In Ernest J. Gaines, "A Lesson Before Dying," Reverend Ambrose approaches Grant to request his help in getting Jefferson to turn to God before his execution. Grant tells the Reverend that the soul is his job. Grant says all he does is teach Reading, Writing, and Arithmetic. The Reverend becomes angry with Grant and frustrated because of Grant's lack of faith. He tells Grant that he is uneducated because he doesn't understand the history of his people. He tells him he knows nothing and that to be educated you have to understand what God means and what life is about. He continues to try and get Grant to say that he will tell Jefferson that he believes in Heaven, but Grant says he won't lie. The Reverend tries to tell Grant that to keep the Black people of the Parish to have hope and suffer less he has to lie to them.
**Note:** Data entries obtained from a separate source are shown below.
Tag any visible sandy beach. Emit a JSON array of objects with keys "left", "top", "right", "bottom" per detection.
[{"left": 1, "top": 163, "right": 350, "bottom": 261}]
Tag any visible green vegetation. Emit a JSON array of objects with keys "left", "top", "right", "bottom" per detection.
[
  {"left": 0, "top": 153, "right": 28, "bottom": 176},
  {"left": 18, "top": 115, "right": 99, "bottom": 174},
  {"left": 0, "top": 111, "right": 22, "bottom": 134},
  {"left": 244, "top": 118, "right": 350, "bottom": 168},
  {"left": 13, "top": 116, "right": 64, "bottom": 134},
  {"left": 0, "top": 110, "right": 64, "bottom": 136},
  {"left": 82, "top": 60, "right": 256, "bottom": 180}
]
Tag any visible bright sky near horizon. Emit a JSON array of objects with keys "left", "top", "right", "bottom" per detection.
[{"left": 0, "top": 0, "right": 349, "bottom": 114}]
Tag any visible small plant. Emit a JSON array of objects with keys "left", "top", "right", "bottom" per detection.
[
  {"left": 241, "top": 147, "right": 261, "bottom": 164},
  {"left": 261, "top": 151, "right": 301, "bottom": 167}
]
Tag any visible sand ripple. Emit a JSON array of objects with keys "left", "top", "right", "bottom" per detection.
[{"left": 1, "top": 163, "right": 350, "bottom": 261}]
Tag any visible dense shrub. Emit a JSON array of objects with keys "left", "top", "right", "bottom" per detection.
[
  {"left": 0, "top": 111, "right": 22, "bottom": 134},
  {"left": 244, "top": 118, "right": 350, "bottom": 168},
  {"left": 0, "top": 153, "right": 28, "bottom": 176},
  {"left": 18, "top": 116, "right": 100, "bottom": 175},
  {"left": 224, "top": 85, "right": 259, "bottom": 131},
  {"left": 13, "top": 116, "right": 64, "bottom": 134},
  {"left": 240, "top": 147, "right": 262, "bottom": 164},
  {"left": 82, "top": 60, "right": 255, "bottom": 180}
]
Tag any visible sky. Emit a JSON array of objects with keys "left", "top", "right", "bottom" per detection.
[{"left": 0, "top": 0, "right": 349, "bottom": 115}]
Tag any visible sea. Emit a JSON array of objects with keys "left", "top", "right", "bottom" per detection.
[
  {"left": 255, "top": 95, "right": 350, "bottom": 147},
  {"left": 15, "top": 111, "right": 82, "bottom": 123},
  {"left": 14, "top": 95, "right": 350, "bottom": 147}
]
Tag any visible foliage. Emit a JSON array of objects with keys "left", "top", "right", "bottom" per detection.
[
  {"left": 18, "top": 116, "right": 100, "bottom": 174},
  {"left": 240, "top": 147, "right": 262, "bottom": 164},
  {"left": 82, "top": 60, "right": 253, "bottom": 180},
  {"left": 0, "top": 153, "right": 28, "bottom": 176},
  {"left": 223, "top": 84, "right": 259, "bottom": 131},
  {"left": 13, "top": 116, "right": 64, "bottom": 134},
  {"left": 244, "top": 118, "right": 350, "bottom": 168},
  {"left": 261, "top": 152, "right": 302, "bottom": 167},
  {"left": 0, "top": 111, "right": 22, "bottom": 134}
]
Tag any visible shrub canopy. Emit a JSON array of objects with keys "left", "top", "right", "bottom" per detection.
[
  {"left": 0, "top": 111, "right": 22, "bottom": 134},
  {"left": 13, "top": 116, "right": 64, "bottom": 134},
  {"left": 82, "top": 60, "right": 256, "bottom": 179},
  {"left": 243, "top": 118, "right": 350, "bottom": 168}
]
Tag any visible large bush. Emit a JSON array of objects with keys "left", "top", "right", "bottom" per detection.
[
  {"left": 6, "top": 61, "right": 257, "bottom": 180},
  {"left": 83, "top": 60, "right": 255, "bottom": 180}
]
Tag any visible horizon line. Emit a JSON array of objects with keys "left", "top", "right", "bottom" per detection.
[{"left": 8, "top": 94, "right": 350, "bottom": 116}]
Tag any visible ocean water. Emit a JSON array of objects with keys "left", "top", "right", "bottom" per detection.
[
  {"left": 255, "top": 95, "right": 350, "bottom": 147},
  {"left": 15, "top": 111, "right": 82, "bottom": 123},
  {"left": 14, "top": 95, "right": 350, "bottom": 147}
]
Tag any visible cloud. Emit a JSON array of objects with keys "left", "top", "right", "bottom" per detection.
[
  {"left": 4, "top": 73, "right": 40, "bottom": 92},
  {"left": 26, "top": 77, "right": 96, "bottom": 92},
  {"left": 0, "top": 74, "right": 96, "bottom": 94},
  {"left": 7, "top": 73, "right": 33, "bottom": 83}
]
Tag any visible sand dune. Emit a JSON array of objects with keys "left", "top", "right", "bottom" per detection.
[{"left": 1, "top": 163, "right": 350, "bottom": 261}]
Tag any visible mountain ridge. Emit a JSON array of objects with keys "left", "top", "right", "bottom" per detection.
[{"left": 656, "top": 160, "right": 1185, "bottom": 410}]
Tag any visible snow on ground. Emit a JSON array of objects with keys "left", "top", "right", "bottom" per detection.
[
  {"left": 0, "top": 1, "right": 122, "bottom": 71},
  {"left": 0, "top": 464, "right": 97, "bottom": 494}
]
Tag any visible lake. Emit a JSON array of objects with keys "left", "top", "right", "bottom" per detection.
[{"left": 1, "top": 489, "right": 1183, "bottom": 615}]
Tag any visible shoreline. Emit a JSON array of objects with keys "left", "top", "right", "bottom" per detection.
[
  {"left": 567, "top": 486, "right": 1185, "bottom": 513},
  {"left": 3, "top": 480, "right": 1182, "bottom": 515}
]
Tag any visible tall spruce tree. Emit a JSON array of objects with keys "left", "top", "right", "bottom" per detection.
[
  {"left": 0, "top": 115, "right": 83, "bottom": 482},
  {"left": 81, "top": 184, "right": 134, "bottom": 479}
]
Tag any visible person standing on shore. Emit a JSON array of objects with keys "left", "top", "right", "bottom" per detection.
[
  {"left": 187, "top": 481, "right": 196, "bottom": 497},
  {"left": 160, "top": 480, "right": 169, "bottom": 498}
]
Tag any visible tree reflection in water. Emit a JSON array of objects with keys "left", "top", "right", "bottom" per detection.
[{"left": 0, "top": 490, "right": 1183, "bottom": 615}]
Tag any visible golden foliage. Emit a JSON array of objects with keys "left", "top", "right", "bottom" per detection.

Reverend Ambrose tells Grant that he has no idea of what his aunt has suffered for him, and until he sees the sacrifice he can't be educated. He says,
"And that's the difference between me and you boy; that make me the educated one, and you the gump. I know my people. I know what they gone through. I know they done cheated themself, lied to themself-hoping that one they all love and trust can come back and help relieve the pain."
This statement means that Grant should willingly come back to the Parrish and give back to the people because of all they have sacrificed so he could be educated at a university and gain the knowledge needed to teach the next generation. To ease their pain, Grant must break the cycle of ignorance.